16 Haziran 2016 Perşembe

Yaşamın Kıyısı / Esin Aykan


Sevil 16 yaşında bir lise öğrencisiydi, tek amacı okuyup mesleğini idare ettirebileceği bir yaşam tarzı oluşturmaktı. Gayet başarılı, eğitimci dilinde “umut vaat eden” bir kişilikti. Okul koşturmacası içerisinde aniden rahatsızlandı ve doktorlar psikolojik olarak etiketlendiğini söyleyip  hayatına kaldığı yerden devam etmesini istediler. Ta ki bacaklarda uyuşmalar, şiddetli baş ağrıları kendini gösterene kadar, yapılan tedavi sonucunda “MS” tanısı konulan Sevil daha çok yıpranacağını bildiği bir yola girdi. Geçirdiği ataklar, hastanede yattığı dönemler içine kapanık olan ruh halini daha da perçinlemişti. Kasılmaları da eklenince  umuda dair penceresini tam olarak kapatmasa da yarılamıştı. Öyle yaşıtları gibi ele avuca sığmaz bir yapıya sahip değildi. Ne “Anne akşam arkadaşlarıma çıkıyorum. “ cümleleri oldu ne de “Hayır” cevabı aldı. Kendisine göre yaşını yaşayamıyordu ki.
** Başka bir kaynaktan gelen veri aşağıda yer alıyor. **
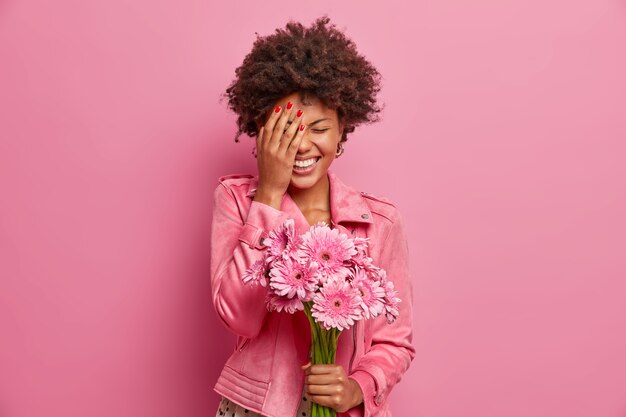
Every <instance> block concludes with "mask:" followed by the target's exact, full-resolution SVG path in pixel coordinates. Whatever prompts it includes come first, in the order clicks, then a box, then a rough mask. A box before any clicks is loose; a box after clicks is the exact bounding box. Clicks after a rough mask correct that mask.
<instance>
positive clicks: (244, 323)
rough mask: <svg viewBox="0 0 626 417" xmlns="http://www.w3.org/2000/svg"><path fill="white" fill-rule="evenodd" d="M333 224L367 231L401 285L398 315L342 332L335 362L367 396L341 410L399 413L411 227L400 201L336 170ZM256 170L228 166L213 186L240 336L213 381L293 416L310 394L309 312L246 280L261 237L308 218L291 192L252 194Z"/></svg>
mask: <svg viewBox="0 0 626 417" xmlns="http://www.w3.org/2000/svg"><path fill="white" fill-rule="evenodd" d="M328 177H329V181H330V209H331V218H332V226H333V227H335V228H338V229H339V231H340V232H343V233H346V234H347V235H348V236H361V237H368V238H369V239H370V241H369V247H368V249H369V256H371V257H372V258H373V260H374V263H375V264H376V265H378V266H380V267H382V268H384V269H385V270H386V271H387V277H388V278H389V279H390V280H392V281H393V282H394V285H395V287H396V289H397V290H398V296H399V297H400V299H401V300H402V301H401V302H400V306H399V307H400V308H399V311H400V317H399V318H398V319H397V320H396V321H395V322H394V323H392V324H388V323H387V321H386V318H385V317H384V315H381V316H378V317H377V318H375V319H370V320H363V321H359V322H358V323H357V324H356V325H354V326H353V327H352V328H350V329H348V330H344V332H343V333H342V334H341V336H340V337H339V342H338V347H337V355H336V360H335V363H336V364H339V365H342V366H343V368H344V369H345V371H346V374H347V375H348V376H349V377H351V378H353V379H354V380H356V381H357V383H358V384H359V385H360V387H361V389H362V391H363V403H362V404H361V405H359V406H357V407H353V408H352V409H350V410H348V411H346V412H345V413H338V415H339V416H350V417H362V416H364V417H370V416H371V417H374V416H376V417H383V416H391V413H390V411H389V407H388V401H387V398H388V395H389V393H390V392H391V389H392V388H393V387H394V385H395V384H396V383H397V382H398V381H400V379H401V377H402V375H403V374H404V372H405V371H406V370H407V369H408V367H409V365H410V363H411V361H412V359H413V358H414V356H415V348H414V347H413V345H412V335H413V332H412V316H413V311H412V300H413V296H412V285H411V280H410V277H409V251H408V245H407V239H406V234H405V230H404V226H403V221H402V218H401V217H400V215H399V213H398V210H397V209H396V207H395V206H394V205H393V204H392V203H391V202H390V201H389V200H387V199H385V198H380V197H375V196H372V195H370V194H367V193H362V192H359V191H357V190H355V189H353V188H352V187H349V186H347V185H345V184H344V183H342V182H341V181H340V180H339V178H337V177H336V175H335V174H334V173H333V172H331V171H330V170H329V171H328ZM257 182H258V177H254V176H252V175H246V174H240V175H228V176H224V177H221V178H220V179H219V184H218V186H217V188H216V189H215V194H214V210H213V220H212V229H211V288H212V297H213V305H214V307H215V310H216V312H217V315H218V316H219V318H220V320H221V322H222V323H223V324H224V325H225V326H226V327H227V328H228V329H229V330H230V331H231V332H233V333H234V334H235V335H236V336H237V340H236V343H235V346H234V351H233V353H232V355H231V356H230V358H229V359H228V360H227V361H226V364H225V365H224V368H223V370H222V372H221V374H220V376H219V378H218V380H217V383H216V385H215V387H214V390H215V391H216V392H217V393H218V394H221V395H223V396H224V397H227V398H229V399H231V400H232V401H234V402H236V403H239V404H241V405H242V406H244V407H246V408H247V409H249V410H252V411H255V412H258V413H261V414H263V415H265V416H270V417H293V416H294V415H295V413H296V411H297V408H298V405H299V403H300V400H301V398H302V391H303V386H304V373H303V371H302V369H301V366H302V365H304V364H305V363H307V362H308V356H309V350H310V340H311V339H310V337H311V336H310V327H309V323H308V321H307V318H306V316H305V315H304V313H302V312H298V313H297V314H288V313H285V312H282V313H277V312H268V311H267V309H266V306H265V295H266V291H267V289H266V288H264V287H261V286H249V285H244V283H243V282H242V280H241V276H242V275H243V273H244V271H245V270H246V269H247V268H248V267H249V266H250V265H251V264H252V263H253V262H254V261H255V260H257V259H259V258H260V257H261V256H262V251H263V250H265V249H264V246H262V244H261V239H262V238H264V237H266V236H267V234H268V232H269V231H270V230H271V229H274V228H276V227H278V226H279V225H280V224H281V223H282V222H284V221H285V220H286V219H288V218H292V219H294V222H295V227H296V231H297V233H299V234H301V233H304V232H306V231H307V230H308V229H309V227H310V225H309V224H308V222H307V220H306V218H305V217H304V215H303V214H302V212H301V211H300V209H299V208H298V206H297V205H296V204H295V202H294V201H293V200H292V199H291V197H290V196H289V194H288V193H285V194H284V195H283V199H282V203H281V209H280V210H276V209H275V208H273V207H270V206H268V205H266V204H263V203H259V202H258V201H253V200H252V199H253V197H254V192H255V190H256V186H257Z"/></svg>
Sevindirici haberler de almıştı. Üniversite sınavında istediği bölümü kazanmış, yüzü gülmeye başlamıştı. Yarı senede tekrar rahatsızlanıp okula ara vermek durumunda kaldı, ilaç tedavileri  yapılan diğer tetikler uzun sürünce gücü de tükendi ve okulu dondurdu. Yorgun düşmüştü bedeni o arada hem biraz kafasını dinlemek, hem de gücünü toplamaya ihtiyacını vardı.Ders çalışıp tekrar sınava hazırlandı ve açık öğretim bölümünü kazanıp derece aldıktan sonra devam kararı aldı. Sosyoloji bölümüyle devam eden eğitim yolunun da  devamında başarı elde edecekti.

Kamu kurumuna memur olarak atandı. Hayatında saklı kalmış isteklerini öteleyerek kendi çevresinde sakinliğiyle göz doldurur oldu ama hiçbir şey içindeki boşluğu doldurmadı. 7 yıldır mücadele ettiği “ms” hastalığında yılgınlıkları, yorgunluklarını da alarak  bir bavula doldurup uzaklara gitmek istiyordu. Psikolojik olarak da çökmüş, doktorlardan hastane koridorlarındaki her biri farklı olan hikâyeleri tanımasa bile o ağır havayı solumaktan çok sıkılmıştı. Güneşli sahiller, deniz aşırı  bir ev yani denize kıyısı olan hayallerini gerçekleşmesi için  öfkelerini, kızgınlıklarını  ufkun derinliklerine  gönderecek umuda yolculuk eden  gemiler bekliyordu. Fırtınalarda korunduğu liman çok uzakta olmayacaktı tıpkı yağmurdan sonra açan güneş gibi. Yaşamın başı nasıl engebeliyse kıyısı da o denli yaşamaya değerdir.